House Oversight Chair Issa May Not Have The Votes To Move His Anti-Holder Witchhunt Out Of Committee

Last month, House Oversight Committee Chair Darrell Issa (R-CA) leaked an effort to hold Attorney General Eric Holder in contempt of Congress to the media — Issa is upset that Holder’s followed a longstanding Department of Justice practice against endangering ongoing investigations by turning over documents concerning those investigations. Since then, Issa’s become more and more isolated. A broad coalition of senior law enforcement executives came out against his crusade against Holder earlier this month, and even the House Republican leadership has been reluctant to support Holder’s efforts.

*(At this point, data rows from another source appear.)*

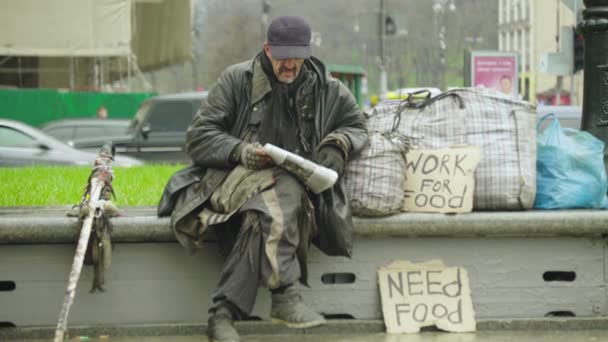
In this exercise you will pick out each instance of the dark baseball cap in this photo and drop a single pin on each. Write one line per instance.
(289, 37)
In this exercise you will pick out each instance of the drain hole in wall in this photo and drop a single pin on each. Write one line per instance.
(338, 278)
(6, 286)
(339, 316)
(559, 276)
(560, 314)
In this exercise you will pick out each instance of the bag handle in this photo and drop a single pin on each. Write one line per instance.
(440, 97)
(419, 105)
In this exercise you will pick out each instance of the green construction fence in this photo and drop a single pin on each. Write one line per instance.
(38, 106)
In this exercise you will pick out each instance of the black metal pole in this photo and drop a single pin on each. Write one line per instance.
(594, 29)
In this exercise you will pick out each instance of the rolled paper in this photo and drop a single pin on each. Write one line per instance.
(316, 177)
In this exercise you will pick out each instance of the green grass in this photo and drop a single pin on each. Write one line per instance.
(47, 186)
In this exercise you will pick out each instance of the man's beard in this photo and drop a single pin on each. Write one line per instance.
(284, 79)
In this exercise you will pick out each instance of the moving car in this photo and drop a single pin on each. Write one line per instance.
(23, 145)
(68, 130)
(569, 116)
(158, 130)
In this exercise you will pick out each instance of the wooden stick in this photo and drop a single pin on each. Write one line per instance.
(85, 232)
(101, 175)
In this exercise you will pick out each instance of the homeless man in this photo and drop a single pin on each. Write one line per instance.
(262, 214)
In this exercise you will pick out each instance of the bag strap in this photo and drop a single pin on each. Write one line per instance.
(440, 97)
(409, 103)
(546, 117)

Now, according to The Hill, Issa’s crusade appears to be collapsing even among his fellow Republican committee members:

Two of the committee’s 23 Republicans have declined to support the measure at this point, while six other GOP panel members did not respond to repeated requests for comment over the last two weeks.

When compared with the 15 Republicans on the committee who have actively been speaking in favor of the measure, the silence, lack of outspoken support and desire by these eight GOP caucus members to avoid the issue could be a problem for Issa. . . . With only 15 committee Republicans publicly supporting the resolution — and no Democrats — Issa falls short of the 21 votes he needs to pass it out of the 40-member panel to the House floor.

In 2010, when Issa was preparing to take the Oversight gavel, he spoke of his plans as if he were the Fifth Horseman of the Apocalypse. Issa promised “hundreds of hearings” intended to “measure failures” by the federal government under President Obama, and he highlighted this promise with a braggadocious Twitter avatar depicting himself as a stick-figure policeman sternly keeping watch over the Capitol.

Less than two years later, Issa primary accomplishments are an all-male panel on women’s health, a bizarre conspiracy theory about about a Rube Goldberg-like plan to undermine the Second Amendment, and, now, a witchhunt against the Attorney General that even his fellow Republican lawmakers seem reluctant to support.